As Theorem 1 makes clear, the lack of correlation between \(\r{M}\)
and \(\r{T}\) is sufficient to rule out association reversals (and
thus YAP as well). Does it also rule out the more general amalgamation
paradox? The answer to this depends on which measure of
association one chooses for \(\alpha\). Discussions of
Simpson’s Paradox commonly treat association as the
difference in the success rate between the treated and the
untreated, but this is only one of many possibilities (Fitelson 1999).

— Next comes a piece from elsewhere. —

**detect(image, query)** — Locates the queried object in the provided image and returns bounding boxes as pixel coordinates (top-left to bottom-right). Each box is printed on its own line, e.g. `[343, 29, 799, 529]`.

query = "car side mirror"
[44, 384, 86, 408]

While the lack of association between \(M\) and \(T\) is sufficient to
rule out AMP for most measures (including the difference measure) it
does not rule it out for all measures, as we will now explain. Readers
not interested the specific details may skip to the following
section.
Here are some widely used association measures for a dataset \((a, b,
c, d)\):
\[\begin{align*}
\pi_{D} &= \frac{a}{a+b} - \frac{c}{c+d} & \pi_{Y} &= \frac{ad -bc}{N^2}\\
\pi_{R} &= \log \left(\frac{a}{a+b} \cdot \frac{c+d}{c} \right) & \pi_{W} &= \log \left(\frac{a}{a+c} \cdot \frac{b+d}{b} \right) \\
\pi_{O} &= \log \frac{ad}{bc} & \pi_{C} &= \log \left(\frac{d}{c+d} \cdot \frac{a+b}{a} \right) \end{align*}\]
Some of these measures can be formulated probabilistically and have
been suggested as measures of causal strength and outcome measures for
clinical trials (Edwards 1963; Eells 1991; Fitelson & Hitchcock
2011; Greenland 1987; Peirce 1884; Sprenger 2018; Sprenger &
Stegenga 2017). For example, \(\pi_{D} = p(\r{S}\mid \r{T}) -
p(\r{S}\mid \neg \r{T})\) represents the difference and \(\pi_R =
p(\r{S}\mid \r{T}) / p(\r{S}\mid \neg \r{T})\) the ratio of success
rates in treatment and control conditions. \(\pi_W\) can be
interpreted as the prognostic weight of evidence that treatment
provides for success (i.e., as the log-Bayes factor), \(\pi_{Y}\) is
Yule’s (1903) measure of association, \(\pi_{O}\) is the
log-odds ratio familiar from epidemiological data analysis, and
\(\pi_C\) is I.J. Good’s (1960) measure of causal
strength.
We now consider the extent to which AMP for different measures is
ruled out by different experimental designs. Suppose that individuals
are uniformly assigned to the treatment and control condition across
subpopulations. In such a case, where the ratio of persons assigned to
the treatment and control condition is equal for each subpopulation,
the experimental design is called row-uniform.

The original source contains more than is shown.